It's not that Perl programmers are idiots, it's that the language rewards idiotic behavior in a way that no other language or tool has ever done.
it's just that in C++ and the like, you don't trust anybody, and in CLOS you basically trust everybody. The practical result is that thieves and bums use C++ and nice people use CLOS.
If you are concerned about netiquette, you are either concerned about your own and follow good netiquette, or you are concerned about others and violate good netiquette by bothering people with your concern, as the only netiquette you can actually affect is your own.
Life is hard, and then you die.
Getting C programmers to understand that they cause the computer to do less than minimum is intractable. … Ask him why he thinks he should be able to get away with unsafe code, core dumps, viruses, buffer overruns, undetected errors, etc., just because he wants speed.
They don't make poles long enough for me want to touch Microsoft products, and I don't want any mass-marketed game-playing device or Windows appliance near my desk or on my network. This is my workbench, dammit, it's not a pretty box to impress people with graphics and sounds. When I work at this system up to 12 hours a day, I'm profoundly uninterested in what user interface a novice user would prefer.
The novice-friendly software is more like a misbehaving dog: it shits on the floor, it destroys things, and stinks - the novice-friendly software embodies the opposite of what computer people have dreamed of for decades: artificial stupidity. It's more human.
Some people are little more than herd animals, flocking together whenever the world becomes uncomfortable … I am not one of those people. If I had a motto, it would probably be Herd thither, me hither.
That's why the smartest companies use Common Lisp, but lie about it so all their competitors think Lisp is slow and C++ is fast.
Unfortunately, nigh the whole world is now duped into thinking that silly fill-in forms on web pages is the way to do user interfaces.
The Web provided me with a much needed realization that information cannot be fully separated from its presentation, and showed me something I knew without verbalizing explicitly, that the presentation form we choose communicates real information.
Life is too long to know C++ well.
Gotos aren't damnable to begin with. If you aren't smart enough to distinguish what's bad about some gotos from all gotos, goto hell.
Optimization is generally detrimental to future success, but it is the only way to accomplish present success in competition with others who are equally interested in short-term results.
Would you buy a book proudly stating on the cover that its reader is a dummy? Or would you think "of course it's ironic"?
I guess there are some things that are so gross you just have to forget, or it'll destroy something within you. Perl is the first such thing I have known.
Part of any serious QA is removing Perl code the same way you go over a dilapidated building you inherit to remove chewing gum and duct tape and fix whatever was kept together for real.
Ignoring for a moment the power of the American Medical Association, we still wouldn't see a huge amount of books on neurosurgery for dummies in 21 days or whatever. It's just plain inappropriate, and it's intentionally out of people's reach.
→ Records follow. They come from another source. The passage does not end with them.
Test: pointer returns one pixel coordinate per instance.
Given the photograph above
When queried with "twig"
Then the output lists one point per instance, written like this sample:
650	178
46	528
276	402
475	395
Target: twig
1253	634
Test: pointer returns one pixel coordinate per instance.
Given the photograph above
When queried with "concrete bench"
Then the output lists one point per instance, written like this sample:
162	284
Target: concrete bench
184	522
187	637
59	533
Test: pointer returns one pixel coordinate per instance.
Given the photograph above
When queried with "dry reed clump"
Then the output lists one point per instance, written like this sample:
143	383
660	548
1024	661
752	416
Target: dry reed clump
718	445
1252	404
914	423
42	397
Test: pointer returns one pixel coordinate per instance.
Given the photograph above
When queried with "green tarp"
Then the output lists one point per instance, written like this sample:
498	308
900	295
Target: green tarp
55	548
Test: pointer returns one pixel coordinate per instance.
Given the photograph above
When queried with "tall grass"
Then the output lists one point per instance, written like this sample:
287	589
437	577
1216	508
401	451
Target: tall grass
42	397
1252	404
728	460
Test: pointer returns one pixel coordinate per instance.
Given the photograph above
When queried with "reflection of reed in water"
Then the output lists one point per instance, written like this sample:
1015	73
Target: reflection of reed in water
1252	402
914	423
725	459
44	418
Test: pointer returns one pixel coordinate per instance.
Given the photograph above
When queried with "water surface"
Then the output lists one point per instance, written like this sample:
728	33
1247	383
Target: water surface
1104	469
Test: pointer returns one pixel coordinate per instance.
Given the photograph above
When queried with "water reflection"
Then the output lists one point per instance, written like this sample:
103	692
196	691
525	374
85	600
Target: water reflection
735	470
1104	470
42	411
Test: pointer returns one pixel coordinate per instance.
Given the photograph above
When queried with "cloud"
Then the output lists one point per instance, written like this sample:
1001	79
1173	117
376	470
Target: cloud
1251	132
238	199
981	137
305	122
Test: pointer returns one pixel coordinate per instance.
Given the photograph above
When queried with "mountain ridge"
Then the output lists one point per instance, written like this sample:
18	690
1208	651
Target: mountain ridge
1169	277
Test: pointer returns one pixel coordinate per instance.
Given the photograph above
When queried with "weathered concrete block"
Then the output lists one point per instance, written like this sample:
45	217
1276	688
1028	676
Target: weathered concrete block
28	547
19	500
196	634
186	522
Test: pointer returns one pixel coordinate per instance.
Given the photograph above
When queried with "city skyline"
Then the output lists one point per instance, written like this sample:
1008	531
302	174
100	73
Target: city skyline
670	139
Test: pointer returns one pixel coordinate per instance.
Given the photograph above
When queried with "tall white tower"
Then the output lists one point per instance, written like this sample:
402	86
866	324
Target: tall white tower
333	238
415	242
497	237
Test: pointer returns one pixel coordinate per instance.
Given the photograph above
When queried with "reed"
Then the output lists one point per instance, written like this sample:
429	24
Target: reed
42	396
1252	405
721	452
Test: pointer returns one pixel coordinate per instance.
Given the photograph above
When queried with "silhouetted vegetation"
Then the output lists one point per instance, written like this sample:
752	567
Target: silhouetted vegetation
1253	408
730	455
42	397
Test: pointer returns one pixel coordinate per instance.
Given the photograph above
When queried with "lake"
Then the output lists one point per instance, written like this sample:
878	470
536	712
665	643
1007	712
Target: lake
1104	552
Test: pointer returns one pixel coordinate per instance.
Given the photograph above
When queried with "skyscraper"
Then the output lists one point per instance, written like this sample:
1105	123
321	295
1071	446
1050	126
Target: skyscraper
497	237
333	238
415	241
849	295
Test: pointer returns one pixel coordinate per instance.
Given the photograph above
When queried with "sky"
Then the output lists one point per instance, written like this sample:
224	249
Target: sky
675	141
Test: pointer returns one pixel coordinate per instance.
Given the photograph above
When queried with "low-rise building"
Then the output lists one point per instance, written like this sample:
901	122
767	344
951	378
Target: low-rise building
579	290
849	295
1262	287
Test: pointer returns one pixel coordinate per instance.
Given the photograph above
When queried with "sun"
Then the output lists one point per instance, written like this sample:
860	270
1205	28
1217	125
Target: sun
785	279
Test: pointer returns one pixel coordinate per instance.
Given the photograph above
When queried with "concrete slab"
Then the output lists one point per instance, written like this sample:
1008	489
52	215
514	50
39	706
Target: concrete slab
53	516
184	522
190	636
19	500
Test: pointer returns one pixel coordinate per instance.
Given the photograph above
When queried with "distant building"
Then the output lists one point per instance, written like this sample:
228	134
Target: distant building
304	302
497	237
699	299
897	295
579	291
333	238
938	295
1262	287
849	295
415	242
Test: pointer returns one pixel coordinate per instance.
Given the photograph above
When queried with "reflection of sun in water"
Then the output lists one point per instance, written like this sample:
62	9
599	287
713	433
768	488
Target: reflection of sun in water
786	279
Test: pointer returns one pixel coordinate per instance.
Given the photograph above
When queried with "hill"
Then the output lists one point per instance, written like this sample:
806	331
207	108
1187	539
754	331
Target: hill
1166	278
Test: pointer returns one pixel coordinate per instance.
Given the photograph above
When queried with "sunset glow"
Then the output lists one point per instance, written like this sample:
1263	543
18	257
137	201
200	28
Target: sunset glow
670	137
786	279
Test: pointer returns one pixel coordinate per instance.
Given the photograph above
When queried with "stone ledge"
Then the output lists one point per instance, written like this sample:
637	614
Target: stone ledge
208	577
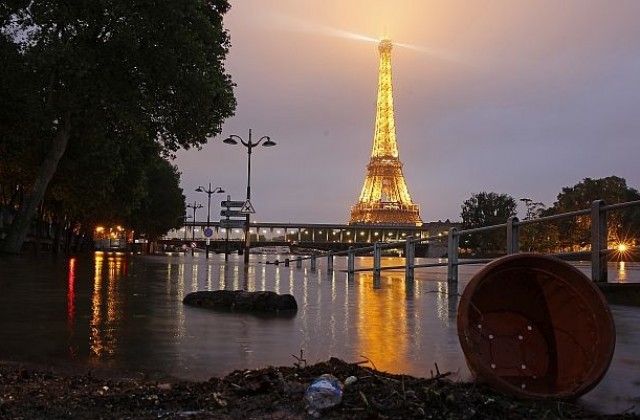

I may be biased, but I tend to find a much lower tendency among female programmers to be dishonest about their skills, and thus do not say they know C++ when they are smart enough to realize that that would be a lie for all but perhaps 5 people on this planet.
Well, take it from an old hand: the only reason it would be easier to program in C is that you can't easily express complex problems in C, so you don't.
C is not clean – the language has many gotchas and traps, and although its semantics are simple in some sense, it is not any cleaner than the assembly-language design it is based on.
A little knowledge is a dangerous thing. I regret that this isn't fatal.
I have long since given up dealing with people who hold idiotic opinions as if they had arrived at them through thinking about them.
Historically, labor unions arose when people had gotten a taste of a different lifestyle and were willing to pay a lot more for their basic livelihood and had gotten into a fix they couldn't get out of - because they had accepted the unacceptable to begin with. Accepting something you have to form a labor union to fight after the fact only tells me that people were acting against their own best (or even good) interests for a long time. I don't see any rational, coherent explanation for this sort of behavior in humans, but it's all over the place.
In Norway, we have a community of people who prefer to use a version of Norwegian that looks very much like lutefisk: Dug up remains from the garbage heap of history and dressed up to look like a tradition.